People keep telling me AI is coming for the executive assistant. Every time, I think the same thing: you have no idea what this job actually is. AI can draft the email, book the flight, and summarize the meeting. Those are tasks. They were never the job. Here are five things no model can touch.
1. Read a room
Sensing that a meeting is about to go sideways, that a founder is running on empty, that now is not the moment to raise a hard topic. That read is human, and it drives better decisions than any calendar can.
2. Hold a relationship
Trust with a board member, a vendor, a difficult stakeholder, built over months of small, consistent interactions. AI can send the message.
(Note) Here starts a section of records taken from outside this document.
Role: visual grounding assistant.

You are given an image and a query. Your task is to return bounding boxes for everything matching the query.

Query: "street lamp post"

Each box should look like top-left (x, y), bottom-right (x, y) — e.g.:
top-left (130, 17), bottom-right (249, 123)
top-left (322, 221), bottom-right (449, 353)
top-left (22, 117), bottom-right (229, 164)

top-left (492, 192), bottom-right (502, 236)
It cannot be the reason someone picks up the phone.
3. Make the judgment call
When the rules run out and two priorities collide, someone has to decide, own it, and be accountable. That is judgment, and it is the opposite of a rule an AI can follow.
4. Anticipate the unasked
Noticing what your executive will need before they ask, and having it ready. A tool responds to requests. A great assistant gets ahead of them.
5. Keep a confidence
Discretion with sensitive information, and the judgment to know what stays unsaid. That is trust, and it is earned, not configured.
The assistants who lean into these five are not threatened by AI. They use it to clear the busywork and spend their hours here, where the real value has always lived.